Germany, which has eight reactors still in operation, decided after the Fukushima disaster to phase out nuclear power by 2022.
PIC: The Goesgen Nuclear Power Plant near Daeniken, Northern Switzerland. (AFP)
Swiss voters on Sunday rejected a bid to speed up the phaseout of its ageing nuclear power plants, but is still sticking to its plan to gradually close its reactors.
Like Germany and Japan, Switzerland reached its decision to slowly end its production of nuclear power following the March 2011 earthquake-induced Fukushima disaster.
In a popular vote on Sunday, 54.2 percent rejected the call to accelerate the phaseout, in a move that would have forced three of Switzerland's five reactors to close next year.
The Swiss nuclear plants, which supply around one third of the country's electricity, will thereby continue to run indefinitely, until they are no longer considered safe.
The government's overall energy strategy calls for an increasing reliance on hydraulic power and renewables like solar and wind to fill the void when the nuclear reactors finally are shut down.
Other countries meanwhile still put their faith in nuclear power and some want to convert to it.
Following is a checklist of the main countries retreating on nuclear power, and those who intend to push ahead with it.
Phasing out atomic energy
Germany, Europe's top economy, which has eight reactors still in operation, decided after the Fukushima disaster to phase out nuclear power by 2022.
Under its energy transition plan, Germany is boosting clean energy sources to meet 80 percent of power needs by 2050, against around a third currently.
Italy, which had plans to relaunch a nuclear power programme, abandoned them after the Japanese disaster and an ensuing referendum in which its voters came out strongly against.
Belgium also plans to phase out nuclear power between 2016 and 2025.
Those who want to continue
Japan, which took its nuclear plants offline after the Fukushima disaster, intends to provide 20-22 percent of its electricity from nuclear power by 2030.
However, with tighter safety rules since Fukushima, Tokyo is struggling to restart shuttered reactors and there are just two currently operating.
Several countries have confirmed their wish to continue with nuclear energy for various reasons, pointing in particular to the necessity to guarantee energy supplies without depending on imported fossil fuels or because they see in nuclear power an indispensable way of reducing CO2 emissions.
Those countries include Britain, China, France, India, Russia and the United States.
Some of the countries in question intend to build new nuclear plants. They include China and Britain, which wants to renew its whole nuclear park. South Africa, which has Africa's only nuclear plant, wants to add six to eight new reactors in addition to the two it already has at Koeberg. However, its nuclear programme has been hit by delays.
As regards Iran, Russia built its existing 1,000-megawatt reactor at Bushehr that came online in September 2011 and reached full capacity the following year.

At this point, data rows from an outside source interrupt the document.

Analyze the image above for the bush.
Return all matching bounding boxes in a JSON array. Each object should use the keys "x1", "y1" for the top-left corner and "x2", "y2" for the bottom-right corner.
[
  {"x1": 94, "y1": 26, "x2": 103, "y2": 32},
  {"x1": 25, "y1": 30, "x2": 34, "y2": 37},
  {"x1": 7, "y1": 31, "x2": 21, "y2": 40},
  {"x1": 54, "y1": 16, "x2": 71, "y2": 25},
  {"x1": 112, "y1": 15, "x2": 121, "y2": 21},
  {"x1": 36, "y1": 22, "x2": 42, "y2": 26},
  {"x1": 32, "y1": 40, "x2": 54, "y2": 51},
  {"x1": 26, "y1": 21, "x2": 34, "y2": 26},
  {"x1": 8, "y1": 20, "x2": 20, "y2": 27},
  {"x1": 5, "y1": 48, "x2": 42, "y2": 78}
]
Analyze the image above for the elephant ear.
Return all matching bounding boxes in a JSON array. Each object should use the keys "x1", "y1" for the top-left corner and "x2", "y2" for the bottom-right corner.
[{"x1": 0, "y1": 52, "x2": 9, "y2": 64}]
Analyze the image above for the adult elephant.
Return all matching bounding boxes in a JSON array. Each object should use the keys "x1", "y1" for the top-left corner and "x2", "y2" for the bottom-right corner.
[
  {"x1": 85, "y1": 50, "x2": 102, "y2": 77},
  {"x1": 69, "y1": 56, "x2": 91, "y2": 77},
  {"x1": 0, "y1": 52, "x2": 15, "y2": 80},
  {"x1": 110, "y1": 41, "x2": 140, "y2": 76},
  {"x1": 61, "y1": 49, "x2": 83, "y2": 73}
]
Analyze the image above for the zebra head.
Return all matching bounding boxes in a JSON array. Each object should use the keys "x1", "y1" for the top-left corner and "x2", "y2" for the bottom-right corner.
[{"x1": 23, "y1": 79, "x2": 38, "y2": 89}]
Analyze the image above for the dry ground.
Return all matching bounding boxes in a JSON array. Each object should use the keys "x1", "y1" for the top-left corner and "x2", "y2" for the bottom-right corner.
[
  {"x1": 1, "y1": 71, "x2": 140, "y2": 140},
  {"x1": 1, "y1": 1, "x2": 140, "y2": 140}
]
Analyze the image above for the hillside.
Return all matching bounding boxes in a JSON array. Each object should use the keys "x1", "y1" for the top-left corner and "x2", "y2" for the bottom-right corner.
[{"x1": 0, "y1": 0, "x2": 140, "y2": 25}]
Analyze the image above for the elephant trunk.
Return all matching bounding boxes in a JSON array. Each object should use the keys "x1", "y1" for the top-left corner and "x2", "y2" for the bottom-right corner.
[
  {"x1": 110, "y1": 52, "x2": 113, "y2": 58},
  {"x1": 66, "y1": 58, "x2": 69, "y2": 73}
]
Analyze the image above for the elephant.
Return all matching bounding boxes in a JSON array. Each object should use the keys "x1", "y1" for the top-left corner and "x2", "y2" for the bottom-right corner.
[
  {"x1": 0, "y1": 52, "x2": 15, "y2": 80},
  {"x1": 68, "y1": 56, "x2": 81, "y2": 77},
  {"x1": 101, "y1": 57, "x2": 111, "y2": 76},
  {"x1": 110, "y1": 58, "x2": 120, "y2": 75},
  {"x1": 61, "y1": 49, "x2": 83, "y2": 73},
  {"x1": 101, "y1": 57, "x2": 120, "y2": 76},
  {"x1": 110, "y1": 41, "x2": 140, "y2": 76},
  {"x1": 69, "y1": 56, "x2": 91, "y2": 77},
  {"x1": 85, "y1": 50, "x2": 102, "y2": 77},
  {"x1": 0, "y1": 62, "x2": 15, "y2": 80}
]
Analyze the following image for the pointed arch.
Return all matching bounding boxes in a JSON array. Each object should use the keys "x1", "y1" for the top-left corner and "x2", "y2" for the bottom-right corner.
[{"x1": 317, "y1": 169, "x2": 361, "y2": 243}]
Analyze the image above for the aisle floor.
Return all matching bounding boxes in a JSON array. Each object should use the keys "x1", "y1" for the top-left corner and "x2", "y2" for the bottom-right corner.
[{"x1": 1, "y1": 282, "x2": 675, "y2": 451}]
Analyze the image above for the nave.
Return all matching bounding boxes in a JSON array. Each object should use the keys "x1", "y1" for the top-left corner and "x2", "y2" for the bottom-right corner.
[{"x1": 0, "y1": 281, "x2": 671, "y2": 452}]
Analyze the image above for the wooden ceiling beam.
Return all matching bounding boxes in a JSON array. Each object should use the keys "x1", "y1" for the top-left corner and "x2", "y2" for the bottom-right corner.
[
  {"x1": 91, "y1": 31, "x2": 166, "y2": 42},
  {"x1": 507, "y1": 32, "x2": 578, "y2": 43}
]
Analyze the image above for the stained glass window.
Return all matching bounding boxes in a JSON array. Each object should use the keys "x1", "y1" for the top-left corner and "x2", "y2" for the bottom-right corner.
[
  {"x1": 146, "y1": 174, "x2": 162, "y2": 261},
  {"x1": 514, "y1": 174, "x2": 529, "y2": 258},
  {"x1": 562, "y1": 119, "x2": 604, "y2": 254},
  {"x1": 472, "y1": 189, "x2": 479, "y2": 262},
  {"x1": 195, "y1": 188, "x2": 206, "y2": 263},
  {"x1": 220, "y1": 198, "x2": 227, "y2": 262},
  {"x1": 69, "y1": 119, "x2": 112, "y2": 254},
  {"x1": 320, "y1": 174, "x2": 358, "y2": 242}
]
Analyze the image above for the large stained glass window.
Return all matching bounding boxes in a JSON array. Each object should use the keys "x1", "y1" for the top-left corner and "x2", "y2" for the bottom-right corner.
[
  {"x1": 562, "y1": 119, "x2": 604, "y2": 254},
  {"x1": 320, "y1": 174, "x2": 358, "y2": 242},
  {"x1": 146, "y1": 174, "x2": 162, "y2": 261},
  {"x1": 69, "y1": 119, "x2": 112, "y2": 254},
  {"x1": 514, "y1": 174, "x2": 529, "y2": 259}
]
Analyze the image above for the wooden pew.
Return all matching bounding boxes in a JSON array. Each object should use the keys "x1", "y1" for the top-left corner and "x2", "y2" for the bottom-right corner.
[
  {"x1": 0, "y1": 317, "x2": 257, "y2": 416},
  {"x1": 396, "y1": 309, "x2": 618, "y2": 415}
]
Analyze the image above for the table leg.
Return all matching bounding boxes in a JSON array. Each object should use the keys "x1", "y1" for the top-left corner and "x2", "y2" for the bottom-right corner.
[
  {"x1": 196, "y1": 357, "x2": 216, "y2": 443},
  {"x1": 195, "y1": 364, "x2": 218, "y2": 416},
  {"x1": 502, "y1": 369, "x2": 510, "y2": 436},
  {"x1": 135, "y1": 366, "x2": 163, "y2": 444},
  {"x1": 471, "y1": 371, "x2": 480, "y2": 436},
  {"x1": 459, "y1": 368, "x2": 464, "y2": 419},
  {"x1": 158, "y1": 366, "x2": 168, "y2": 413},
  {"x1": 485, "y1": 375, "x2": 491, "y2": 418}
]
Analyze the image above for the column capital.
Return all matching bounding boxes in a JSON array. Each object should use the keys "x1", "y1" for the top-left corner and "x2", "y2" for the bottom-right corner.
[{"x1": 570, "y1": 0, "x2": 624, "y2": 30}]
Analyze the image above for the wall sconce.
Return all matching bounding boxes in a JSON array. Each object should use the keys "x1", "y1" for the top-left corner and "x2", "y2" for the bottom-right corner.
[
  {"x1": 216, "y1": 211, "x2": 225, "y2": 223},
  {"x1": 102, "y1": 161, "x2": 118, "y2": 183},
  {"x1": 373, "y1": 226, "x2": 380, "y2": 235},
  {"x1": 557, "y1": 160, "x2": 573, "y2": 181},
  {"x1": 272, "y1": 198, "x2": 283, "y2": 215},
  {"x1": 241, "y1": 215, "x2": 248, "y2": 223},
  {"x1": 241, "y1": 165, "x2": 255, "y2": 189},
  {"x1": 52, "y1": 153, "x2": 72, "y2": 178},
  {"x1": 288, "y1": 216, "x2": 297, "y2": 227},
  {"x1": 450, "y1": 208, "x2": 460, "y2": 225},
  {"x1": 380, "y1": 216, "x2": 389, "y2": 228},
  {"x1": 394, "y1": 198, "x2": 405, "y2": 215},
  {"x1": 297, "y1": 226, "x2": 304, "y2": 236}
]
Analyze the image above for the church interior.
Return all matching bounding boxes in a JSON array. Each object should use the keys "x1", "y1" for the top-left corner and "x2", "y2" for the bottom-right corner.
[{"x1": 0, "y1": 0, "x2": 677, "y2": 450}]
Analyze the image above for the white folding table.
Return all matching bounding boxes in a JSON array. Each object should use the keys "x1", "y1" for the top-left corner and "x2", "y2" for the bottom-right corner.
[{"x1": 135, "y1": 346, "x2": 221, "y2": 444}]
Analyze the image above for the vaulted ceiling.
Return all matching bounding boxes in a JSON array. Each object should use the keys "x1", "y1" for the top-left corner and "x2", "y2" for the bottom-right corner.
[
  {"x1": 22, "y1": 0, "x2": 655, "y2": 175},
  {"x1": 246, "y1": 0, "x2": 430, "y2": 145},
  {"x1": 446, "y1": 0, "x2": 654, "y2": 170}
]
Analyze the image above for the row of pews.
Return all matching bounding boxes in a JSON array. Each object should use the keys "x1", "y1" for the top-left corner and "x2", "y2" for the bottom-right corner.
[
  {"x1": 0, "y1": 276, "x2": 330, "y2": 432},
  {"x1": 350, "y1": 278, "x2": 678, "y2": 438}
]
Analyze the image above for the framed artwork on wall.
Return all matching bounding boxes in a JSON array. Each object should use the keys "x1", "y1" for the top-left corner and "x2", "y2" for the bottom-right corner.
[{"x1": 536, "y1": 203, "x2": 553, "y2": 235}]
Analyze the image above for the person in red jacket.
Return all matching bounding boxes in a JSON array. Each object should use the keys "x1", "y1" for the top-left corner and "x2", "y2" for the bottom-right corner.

In September Russian and Iranian firms began work on two additional reactors at Bushehr. The Islamic republic is seeking to reduce its reliance on oil and gas with 20 nuclear facilities planned over the coming years.
Iran's nuclear programme has long worried the international community, which fears it is trying to obtain an atomic bomb, and its nuclear activities are strictly governed by a historic accord struck between Iran and global powers in 2015.
In Sweden, in June, the left-wing government backtracked on its pledge to phase out atomic energy, striking a deal with the opposition to continue nuclear power for the foreseeable future.
Those who want to adopt nuclear energy
A whole list of countries wants to adopt nuclear energy, notably the Gulf states which currently produce their electricity from oil and gas and want to save their hydrocarbon resources.
The list includes, at different stages of development, countries like Egypt, Jordan, Poland, Saudi Arabia, Turkey and the United Arab Emirates.